Like a woman on a Delta flight en route to Atlanta last week, who grossed out fellow passengers by breastfeeding her cat. Flight attendants asked the woman to stop and place her cat back inside its carrier, as per FAA rules, but she refused.
That prompted the pilot to send a message ahead to the destination airport via ACARS, short for Aircraft Communications Addressing and Reporting System:
An ACARS message sent from Delta Air flight DL1360 to ATL, Hartsfield-Jackson Atlanta International Airport.
The pilot asked for a ground team to meet the passenger aircraft upon landing. It’s not clear if the woman was prohibited from traveling on the airline in the future.
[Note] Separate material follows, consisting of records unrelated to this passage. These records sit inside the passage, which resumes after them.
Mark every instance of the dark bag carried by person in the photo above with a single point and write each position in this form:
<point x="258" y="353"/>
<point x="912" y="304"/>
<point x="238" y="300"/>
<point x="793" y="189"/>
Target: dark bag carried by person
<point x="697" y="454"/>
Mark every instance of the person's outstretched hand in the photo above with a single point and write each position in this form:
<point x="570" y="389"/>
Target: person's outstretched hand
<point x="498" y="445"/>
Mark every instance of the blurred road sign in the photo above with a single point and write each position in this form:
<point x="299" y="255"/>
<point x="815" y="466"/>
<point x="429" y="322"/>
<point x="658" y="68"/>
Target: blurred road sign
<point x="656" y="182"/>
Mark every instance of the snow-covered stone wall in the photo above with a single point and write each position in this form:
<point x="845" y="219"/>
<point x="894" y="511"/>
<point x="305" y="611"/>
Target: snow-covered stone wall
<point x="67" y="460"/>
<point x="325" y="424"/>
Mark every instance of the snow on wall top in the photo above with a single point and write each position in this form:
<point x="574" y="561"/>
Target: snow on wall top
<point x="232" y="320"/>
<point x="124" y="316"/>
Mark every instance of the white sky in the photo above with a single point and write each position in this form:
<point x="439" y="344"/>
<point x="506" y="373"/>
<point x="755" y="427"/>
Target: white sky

Regardless, as press reports note, Delta has been dealing with an 84 percent uptick in emotional support animal-related incidents, which comes amid a dramatic spike in general incidents aboard passenger jets. As of September, there were already three times as many incidents compared to the whole of 2019, and the FAA had handed out more than $1 million in fines, a CNN report noted. (Data for 2020 isn’t particularly useful as a point of comparison because air travel remained restricted for months due to the pandemic.)
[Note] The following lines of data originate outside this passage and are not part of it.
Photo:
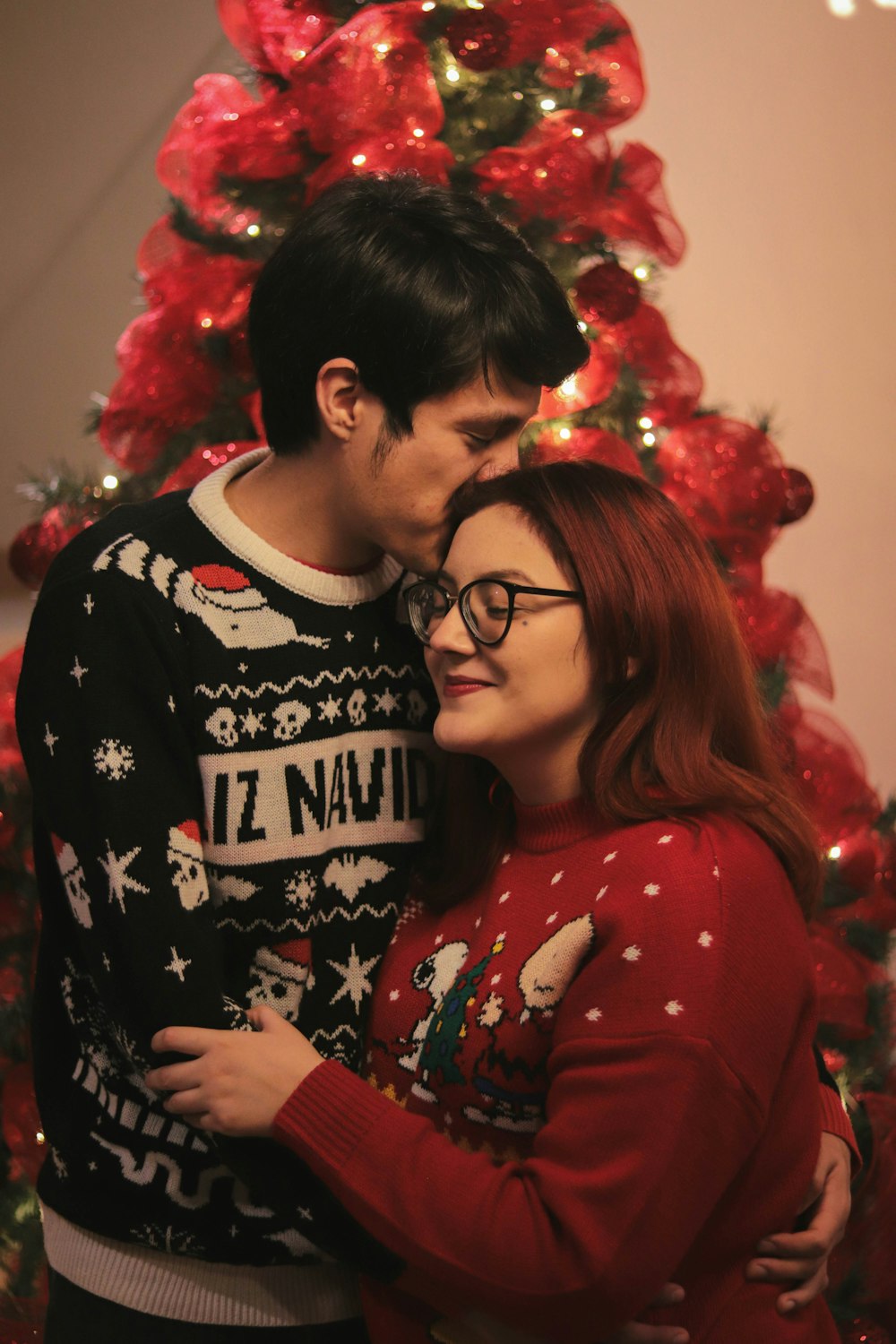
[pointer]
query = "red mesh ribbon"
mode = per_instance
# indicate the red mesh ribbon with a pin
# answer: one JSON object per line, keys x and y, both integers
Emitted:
{"x": 635, "y": 209}
{"x": 778, "y": 629}
{"x": 274, "y": 35}
{"x": 552, "y": 172}
{"x": 589, "y": 386}
{"x": 590, "y": 443}
{"x": 222, "y": 132}
{"x": 842, "y": 978}
{"x": 728, "y": 478}
{"x": 616, "y": 61}
{"x": 669, "y": 378}
{"x": 211, "y": 289}
{"x": 829, "y": 771}
{"x": 168, "y": 383}
{"x": 203, "y": 461}
{"x": 370, "y": 78}
{"x": 383, "y": 152}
It’s gotten so bad that flight attendants are quitting and airlines are worried about being unable to staff flights, as most don’t have enough attendants to provide a full crew complement as it is. And who can blame these flight attendants, who are already overworked and perform an often thankless job that should not include acting as law enforcement at 40,000 feet?
One flight attendant told the New York Times she feels like her and her colleagues are “like punching bags for the public,” while others say the job has become dehumanizing.
“What really hurts are the people who won’t even look at you in the eye,” she said. “I don’t even feel like a human anymore.”
Emotional support animals are supposed to be fairly rare and reserved for people with extreme anxiety. Instead, we’ve had a parade of assholes in the past few years demanding they be allowed to travel with “emotional support snakes” among other ridiculous companion animals. A Delta spokesperson said the airline had fielded demands from people with “comfort turkeys, gliding possums known as sugar gliders, snakes, spiders, and more.”
Then there’s “Flirty the Emotional Service Horse,” whose owner also maintains an Instagram page for the animal which informs visitors that Flirty prefers the gendered pronouns “she/her.”
What. An. Asshole.
Above: A selfish person.
Speaking not only as a cat caretaker, but one who is very attached to my little dude, did I like the idea of leaving him back in New York for almost a month when I went to Japan before the pandemic? No. Of course not. I missed him terribly.
Did I enjoy the 14-plus hours it took to fly to Haneda Airport? Of course not. On top of existing anxiety issues I can’t vape on a plane and I don’t like confined spaces.
But boo fucking hoo.
The rest of us just get on with it. We’re already pampered and accommodated beyond what we deserve in most circumstances. We should all have empathy, and we should all have respect for people who suffer from anxiety, but your right to comfort yourself ends at the point where I have to smell a horse’s ass for the six hours it takes to cross from New York to LA. Are passengers just supposed to endure it when the horse defecates? Is a single person’s comfort more important than the discomfort of entire rows of passengers surrounding her?
There are animal welfare issues here as well. No one should be allowed to take a wild animal on a passenger flight, and there’s a strong argument to be made that bringing a damn horse — or even a duck, for that matter — onto a flight is tantamount to animal abuse. Given the choice, those animals would not be there.
We live in an era of living indictments of the American education system who think the Constitution grants them the right to shit all over everyone else as long as it makes them feel good. There is no such right.
And the more that people abuse the privilege of taking an emotional support animal on a flight, the greater the chance that the people who genuinely need them will no longer be allowed the option.